A la suite de l’annonce de Gérald Darmanin ce dimanche de la suppression du droit du sol à Mayotte, on tendait une oreille vers l’Ouest de l’océan Indien, mais rien ne venait. C’est un communiqué des Affaires étrangères de l’Union des Comores, et non signé du président Azali, qui tombait ce mardi 13 février.
On peut même parler d’un bref communiqué au regard des enjeux. « Les Comores ne cesseront jamais de revendiquer Mayotte », indique le ministre en se basant toujours sur la position de l’ONU. Rappelons que tout membre des Nations Unis qui accuse un fort retard dans le paiement de sa contribution ne peut participer au vote, ce qui était le cas au 11 janvier 2024 de 8 Etats, dont les Comores. Le ministre complète en jugeant l’intention de la suppression du droit du sol à Mayotte comme « une décision qui remet en cause l’histoire de la France et des principes qui fondent la République », et qui se fait caustique en voyant dans. Cette mesure dérogatoire au regard de la Constitution française, « enfin le début d’une remise en cause de la soi-disant appartenance de l’île Mayotte à la France ». Un communiqué qui se veut davantage être un commentaire qu’une attaque.
Du côté des Forces vives, passés l’euphorie, on préfèrerait décorréler la suppression des titres de séjour territorialisés de celle du droit du sol. Il s’agit de ne pas condamner la première en cas d’inconstitutionnalité de la seconde.
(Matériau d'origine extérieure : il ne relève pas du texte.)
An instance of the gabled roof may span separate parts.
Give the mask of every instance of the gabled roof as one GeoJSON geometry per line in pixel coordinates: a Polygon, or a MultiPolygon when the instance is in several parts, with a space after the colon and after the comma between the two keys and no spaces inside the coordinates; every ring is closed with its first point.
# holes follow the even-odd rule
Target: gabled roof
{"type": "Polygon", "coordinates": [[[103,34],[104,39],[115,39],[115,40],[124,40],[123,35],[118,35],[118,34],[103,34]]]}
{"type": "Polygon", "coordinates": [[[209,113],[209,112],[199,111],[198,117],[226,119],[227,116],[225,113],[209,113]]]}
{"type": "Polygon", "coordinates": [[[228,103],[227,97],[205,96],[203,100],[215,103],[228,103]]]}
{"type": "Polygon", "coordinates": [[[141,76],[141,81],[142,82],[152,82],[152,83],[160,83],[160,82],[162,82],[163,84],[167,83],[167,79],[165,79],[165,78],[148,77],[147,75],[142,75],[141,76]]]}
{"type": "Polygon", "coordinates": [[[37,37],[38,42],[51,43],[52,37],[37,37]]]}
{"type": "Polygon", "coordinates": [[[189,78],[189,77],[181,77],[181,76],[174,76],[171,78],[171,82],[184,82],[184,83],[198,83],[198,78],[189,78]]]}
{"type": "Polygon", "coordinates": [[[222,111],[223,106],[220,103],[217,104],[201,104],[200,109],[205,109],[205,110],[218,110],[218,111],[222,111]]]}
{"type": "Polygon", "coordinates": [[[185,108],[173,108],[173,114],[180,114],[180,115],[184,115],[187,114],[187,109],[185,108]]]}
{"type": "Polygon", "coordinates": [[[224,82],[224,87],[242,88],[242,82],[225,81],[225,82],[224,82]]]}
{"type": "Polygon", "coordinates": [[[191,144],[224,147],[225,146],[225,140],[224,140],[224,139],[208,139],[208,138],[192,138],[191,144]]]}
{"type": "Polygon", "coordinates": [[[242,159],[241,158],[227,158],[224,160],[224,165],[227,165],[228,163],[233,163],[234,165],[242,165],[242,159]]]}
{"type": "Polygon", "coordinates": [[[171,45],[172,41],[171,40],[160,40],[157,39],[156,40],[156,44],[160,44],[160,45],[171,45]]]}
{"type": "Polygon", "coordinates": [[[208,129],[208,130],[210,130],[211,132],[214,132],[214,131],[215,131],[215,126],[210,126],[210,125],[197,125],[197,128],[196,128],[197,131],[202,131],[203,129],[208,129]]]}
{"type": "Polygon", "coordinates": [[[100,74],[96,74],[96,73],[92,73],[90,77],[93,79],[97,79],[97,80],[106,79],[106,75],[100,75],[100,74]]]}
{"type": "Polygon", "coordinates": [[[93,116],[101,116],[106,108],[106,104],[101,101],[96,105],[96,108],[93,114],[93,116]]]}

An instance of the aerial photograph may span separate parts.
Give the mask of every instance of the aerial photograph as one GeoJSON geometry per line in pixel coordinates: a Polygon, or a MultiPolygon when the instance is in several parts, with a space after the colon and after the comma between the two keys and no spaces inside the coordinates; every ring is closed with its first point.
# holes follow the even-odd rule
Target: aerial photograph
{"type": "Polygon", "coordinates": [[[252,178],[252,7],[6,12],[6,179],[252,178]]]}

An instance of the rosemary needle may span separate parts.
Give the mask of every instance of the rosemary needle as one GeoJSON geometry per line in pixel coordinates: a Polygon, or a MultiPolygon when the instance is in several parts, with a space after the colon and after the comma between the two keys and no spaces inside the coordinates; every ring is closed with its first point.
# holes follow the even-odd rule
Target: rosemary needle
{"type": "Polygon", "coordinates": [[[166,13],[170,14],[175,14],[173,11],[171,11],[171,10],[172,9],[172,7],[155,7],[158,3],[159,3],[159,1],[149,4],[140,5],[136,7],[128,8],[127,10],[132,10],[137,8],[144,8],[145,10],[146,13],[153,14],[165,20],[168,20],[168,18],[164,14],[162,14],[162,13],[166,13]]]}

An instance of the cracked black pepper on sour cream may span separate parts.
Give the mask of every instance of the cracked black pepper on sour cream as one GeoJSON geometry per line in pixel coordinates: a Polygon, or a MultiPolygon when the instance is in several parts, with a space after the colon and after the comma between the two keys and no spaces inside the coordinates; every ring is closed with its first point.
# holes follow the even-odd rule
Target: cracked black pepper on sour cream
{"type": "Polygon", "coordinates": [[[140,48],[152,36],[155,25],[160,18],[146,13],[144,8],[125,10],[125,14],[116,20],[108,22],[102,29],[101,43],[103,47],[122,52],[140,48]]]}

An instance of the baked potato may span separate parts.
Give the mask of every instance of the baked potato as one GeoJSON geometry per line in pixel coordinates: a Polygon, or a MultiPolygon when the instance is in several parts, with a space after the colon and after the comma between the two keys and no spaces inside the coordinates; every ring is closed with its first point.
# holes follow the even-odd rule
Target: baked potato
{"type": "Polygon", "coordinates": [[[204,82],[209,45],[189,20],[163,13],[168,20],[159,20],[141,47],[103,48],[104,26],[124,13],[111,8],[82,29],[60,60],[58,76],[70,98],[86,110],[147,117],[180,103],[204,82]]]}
Une « indivisibilité » actuellement absente
Laurent Fabius, président du Conseil constitutionnel, s’est exprimé à ce sujet en indiquant que le débat allait porter sur la notion d’indivisibilité de la République. « Parce que, on dit que la situation de Mayotte est spécifique, il faut un texte spécifique. Mais, en même temps, la République est une et indivisible », met-il en perspective dans les colonnes du Monde. Un débat qui prend une telle ampleur nationale que la population peut en être effrayée.
A relativiser toutefois. Tout d’abord en rappelant qu’une brèche a déjà été enfoncée dans cette « indivisibilité » en 2018 avec les amendements de Thani Mohamed Soilihi à la loi Collomb. Ensuite, sur les droits sociaux, la divisibilité est bien réelle, on peut même parler de division par 2, ne serait-ce que sur le niveau des retraites. Et sur l’AME qui n’existe pas, etc.
Enfin, et c’est Laurent Fabius lui-même qui le signale, le Conseil constitutionnel n’est pas consulté lors d’une révision de la Constitution.
Déterritorialiser pour davantage d’oxygène
On ne s’en souvient plus, mais déjà en 2017, Emmanuel Macron ne s’interdisait pas de toucher au droit du sol à Mayotte. Comme nous l’avons expliqué, tout dépend du processus que retiendra le président pour lancer cette suppression du droit du sol, parlementaire ou référendaire. La première semble plus compliquée, avec des alliances au conditionnel, le RN voulant appliquer la mesure à l’ensemble du pays, les sondages favorables rendent la seconde plus sexy.
Sur la préférence des Forces vives de voir en tête de gondole la suppression des titres de séjour territorialisés, la mesure est entérinée par Gérald Darmanin dans le courrier reçu ce mercredi 14 février, jour de toutes les déclarations d’amour. Il suffit de poursuivre l’échange dans ce sens sans nécessité de bloquer l’île. L’argument opposable du côté de l’Hexagone sera la crainte d’un flux migratoire massif. Les Forces vives ont les réponses toutes trouvées : si à l’échelle de Mayotte, ces potentiels « partants » pour Mayotte représente un bol d’oxygène sur les services publics, c’est une goutte d’eau pour un territoire de 640.000 km2, sans compter que beaucoup de résidents ne voudront par partir, préférant rester dans une région qu’ils connaissent bien. De plus, personne ne se pose la question pour les détenteurs de titres de séjour Guyanais.
Reste à empêcher l’appel d’air provoqué par une telle mesure. Le ministre avance la suppression du droit du sol, on peut aussi conditionner les départs à la délivrance des titres de séjour délivrés en 2024, et en limiter l’octroi automatique par la préfecture.
Et encore une fois, ne pas lâcher sur ce qui conditionne l’attractivité de l’île et fait qu’on y « survit » actuellement plus qu’on y vit, pour reprendre les mot de la présidente du Medef, l’insécurité.